Blacque Jacque also appears as a common enemy in Bugs Bunny: Lost in Time.
Bosko
Bruno
Bruno is a gray dog, and is Bosko's pet dog. He has a resemblance to Disney's Pluto.
Buddy
Bunny and Claude
Bunny and Claude are robbers, based on the real-life Bonnie and Clyde and the then recent film version about the pair's life that had been released by Warner Brothers They are a well-dressed rabbit male (Claude) and female (Bunny) who are always pulling off carrot heists, and their catch phrase is "We rob carrot patches", based on the film Bonnie and Clyde's "We rob banks". Bunny was voiced by Pat Woodell and Claude was voiced by veteran WB voice actor Mel Blanc. They both speak with pronounced Southern accents.

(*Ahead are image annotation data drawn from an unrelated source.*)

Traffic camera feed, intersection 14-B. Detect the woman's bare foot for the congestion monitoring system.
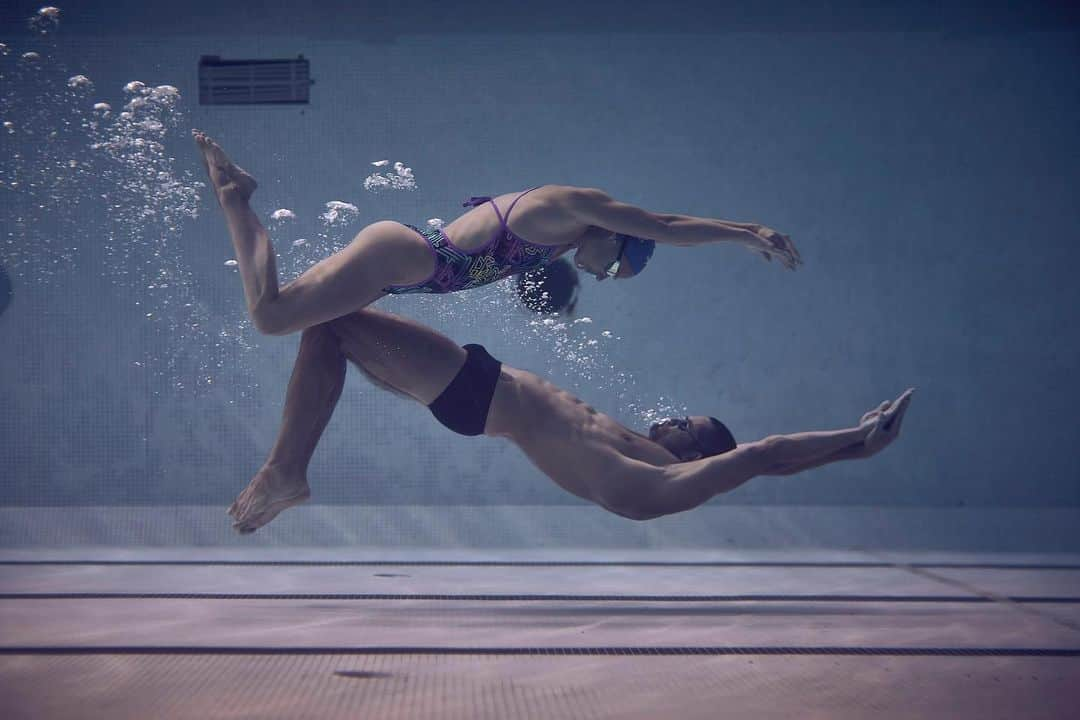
[229,466,311,535]
[191,130,259,205]
[860,388,915,458]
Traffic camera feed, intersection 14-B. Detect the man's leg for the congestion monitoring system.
[229,324,346,534]
[229,309,465,534]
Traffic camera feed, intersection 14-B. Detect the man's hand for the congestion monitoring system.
[746,225,802,270]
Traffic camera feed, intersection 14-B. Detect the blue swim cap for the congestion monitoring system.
[615,232,657,275]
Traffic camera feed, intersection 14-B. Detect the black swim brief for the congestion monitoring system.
[428,344,502,435]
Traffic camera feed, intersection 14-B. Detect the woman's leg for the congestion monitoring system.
[229,325,346,534]
[193,131,434,335]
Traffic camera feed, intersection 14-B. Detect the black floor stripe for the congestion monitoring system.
[0,560,1080,570]
[0,593,1080,604]
[0,646,1080,657]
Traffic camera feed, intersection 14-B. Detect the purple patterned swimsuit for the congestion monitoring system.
[383,186,559,295]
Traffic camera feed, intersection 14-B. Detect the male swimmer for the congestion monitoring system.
[229,309,915,534]
[192,131,802,335]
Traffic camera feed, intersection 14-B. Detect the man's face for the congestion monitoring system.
[573,228,633,281]
[649,416,711,460]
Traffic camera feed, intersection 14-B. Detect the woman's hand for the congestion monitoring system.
[746,225,802,270]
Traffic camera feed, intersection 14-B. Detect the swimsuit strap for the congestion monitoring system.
[461,185,543,232]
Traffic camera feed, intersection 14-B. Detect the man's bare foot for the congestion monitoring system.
[860,388,915,458]
[191,130,259,205]
[229,465,311,535]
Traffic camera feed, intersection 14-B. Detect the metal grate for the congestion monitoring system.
[199,55,315,105]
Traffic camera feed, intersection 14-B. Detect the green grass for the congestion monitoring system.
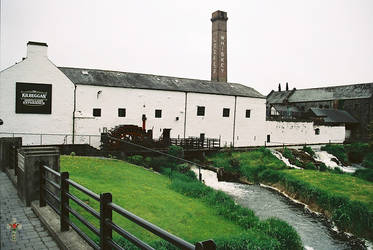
[209,148,373,239]
[61,156,243,242]
[284,170,373,212]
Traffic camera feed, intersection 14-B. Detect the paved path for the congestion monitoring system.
[0,171,59,250]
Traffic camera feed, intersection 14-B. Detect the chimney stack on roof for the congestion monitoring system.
[211,10,228,82]
[27,41,48,57]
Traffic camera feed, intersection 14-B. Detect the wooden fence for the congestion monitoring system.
[39,165,216,250]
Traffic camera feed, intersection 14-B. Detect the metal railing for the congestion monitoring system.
[0,132,101,146]
[39,165,216,250]
[170,137,221,149]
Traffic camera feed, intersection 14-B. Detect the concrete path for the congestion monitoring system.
[0,171,59,250]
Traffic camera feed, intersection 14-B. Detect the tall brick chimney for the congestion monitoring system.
[211,10,228,82]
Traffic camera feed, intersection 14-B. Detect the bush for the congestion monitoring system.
[229,158,240,172]
[144,156,152,168]
[332,167,344,174]
[353,168,373,182]
[362,153,373,169]
[303,162,317,170]
[127,155,144,165]
[319,162,328,172]
[260,218,303,249]
[149,156,169,172]
[215,230,281,250]
[345,143,369,163]
[282,148,295,160]
[321,144,348,165]
[302,146,315,157]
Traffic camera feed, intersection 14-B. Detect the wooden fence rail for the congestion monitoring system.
[39,165,216,250]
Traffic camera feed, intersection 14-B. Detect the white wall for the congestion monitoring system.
[266,121,345,146]
[75,85,185,145]
[75,85,265,146]
[234,97,266,147]
[0,45,74,144]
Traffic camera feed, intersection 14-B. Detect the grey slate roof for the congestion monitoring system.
[310,108,358,123]
[267,83,373,103]
[267,91,291,104]
[273,104,300,112]
[58,67,265,98]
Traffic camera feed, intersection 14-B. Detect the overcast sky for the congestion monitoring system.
[0,0,373,95]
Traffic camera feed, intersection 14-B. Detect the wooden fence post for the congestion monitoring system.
[39,163,46,207]
[60,172,69,232]
[100,193,113,250]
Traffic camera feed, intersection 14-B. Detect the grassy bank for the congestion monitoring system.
[209,149,373,239]
[61,156,302,249]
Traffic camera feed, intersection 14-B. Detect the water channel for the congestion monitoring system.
[192,166,360,250]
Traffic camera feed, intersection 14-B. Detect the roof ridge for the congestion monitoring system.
[57,66,257,87]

They appeared in two cartoons produced by Warner Brothers Animation and released by Warner Brothers- Seven Arts in 1968, titled Bunny and Claude: We Rob Carrot Patches and The Great Carrot Train Robbery (the latter was held over to 1969). Both films were directed by Robert McKimson, and were his first two cartoons he directed in his comeback to Termite Terrace.
Bunny and Claude were always chased by a stereotypical Southern sheriff (also voiced by Mel Blanc, his voice sounded similar to Foghorn Leghorn and Yosemite Sam), whom would always pursuit them in his police cruiser, even though the gangster rabbits would always foil his plans.
Bugs Bunny
Honey Bunny
Lola Bunny
Beaky Buzzard
Beaky Buzzard is a buzzard (although he more closely resembles a vulture or condor) with black body feathers and a white tuft around his throat. His neck is long and thin, bending 90 degrees at an enormous adam's apple. His neck and head are featherless, and his beak is large and yellow or orange, depending on the cartoon. Beaky bears a perpetual goofy grin, and his eyes look eternally half-asleep.
The character first appeared in the 1942 cartoon Bugs Bunny Gets the Boid, directed by Bob Clampett. The cartoon's plot revolves around the hopeless attempts of the brainless buzzard, here called Killer, to catch Bugs Bunny for his domineering Greek mother back at the nest. Beaky's voice was modeled after ventriloquist Edgar Bergen's character Mortimer Snerd, earning Beaky the nickname "Snerd Bird." The voice itself was provided by voice actor Kent Rogers.